Hampstead traders rally against new food market plan with petition
PUBLISHED: 15:10 01 September 2016 | UPDATED: 15:10 01 September 2016
A new outdoor food market due to open in Hampstead faces opposition from several local traders, who have started a petition against it.
The market, which advertises itself as featuring “award-winning farmers, small batch producers and street food traders,” is due to begin trading on Saturday September 10, and continue on a weekly basis at Hampstead Parochial School, in Holly Bush Vale.
But several traders from the area have taken exception to the idea.
A petition, signed by a group including the local butcher, fishmonger and cafe, claims the market “will have an impact on the existing retailers on the high street. If the food market goes ahead it will add traffic and congestion to an already overstretched area of Heath Street”
Signee Farza Emami, owner of local shop Meat Naturally, doesn’t see the need for another market.
“We [the local traders] all feel like we’re here 365 days a year and this market is just offering something that’s already there,” she said.
“It’s very hard for independent traders to stay in business, and Saturday is our busiest trading day. There are already markets in West Hampstead, Parliament Hill and Primrose Hill, and I really don’t see the need for another.”

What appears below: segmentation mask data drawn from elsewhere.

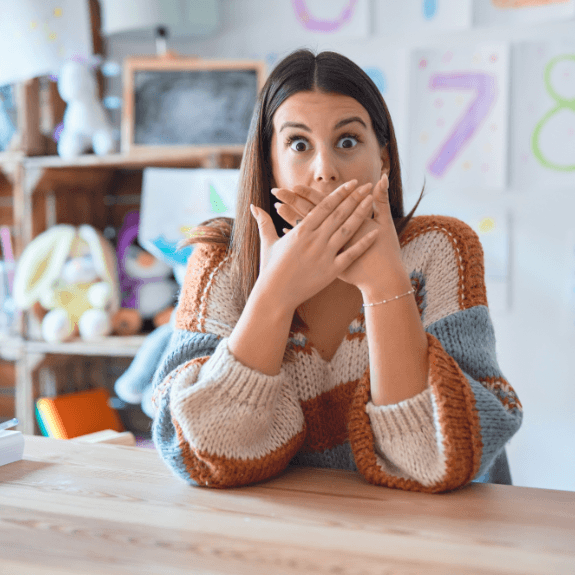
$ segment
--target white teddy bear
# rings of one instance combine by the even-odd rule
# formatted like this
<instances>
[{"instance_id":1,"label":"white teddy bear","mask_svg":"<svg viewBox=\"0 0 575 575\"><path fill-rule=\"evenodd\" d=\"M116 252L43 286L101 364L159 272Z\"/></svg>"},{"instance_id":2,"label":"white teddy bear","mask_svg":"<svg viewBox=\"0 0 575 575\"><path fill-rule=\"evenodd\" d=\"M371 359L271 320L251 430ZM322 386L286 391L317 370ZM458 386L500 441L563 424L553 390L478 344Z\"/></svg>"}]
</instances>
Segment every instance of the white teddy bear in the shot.
<instances>
[{"instance_id":1,"label":"white teddy bear","mask_svg":"<svg viewBox=\"0 0 575 575\"><path fill-rule=\"evenodd\" d=\"M22 253L14 277L19 309L39 302L46 341L76 336L98 340L112 332L120 308L117 262L112 245L87 224L59 224L34 238Z\"/></svg>"},{"instance_id":2,"label":"white teddy bear","mask_svg":"<svg viewBox=\"0 0 575 575\"><path fill-rule=\"evenodd\" d=\"M98 99L96 80L85 64L66 62L58 76L58 92L68 104L58 154L75 158L92 148L98 155L115 149L114 131Z\"/></svg>"}]
</instances>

The market is being organised by Mike Norledge, the man behind the Primrose Hill market. He feels the market could have a good impact on local businesses.
“The reason why we opened Hampstead Market is because we had so many people from Hampstead come to our market in Primrose Hill, who said they were crying out for this kind of thing closer to them,” he said.
“Good food markets are proven to have a high knock-on effect on other shops on market day. This is what we are expecting to see in Hampstead.
“There are numerous shops who sell food who have said that they are looking forward to our opening and see it as an opportunity to promote their own business.”
However solicitor Jessica Learmond-Criqui, who runs the Hampstead Shops Campaign, feels differently.
Acting on behalf of the traders, Ms Learmond-Criqui plans to fight the opening of the market.
“The fact is we pride ourselves on helping independent traders, and it’s important to look at things from their point of view and heed their concerns,” she said.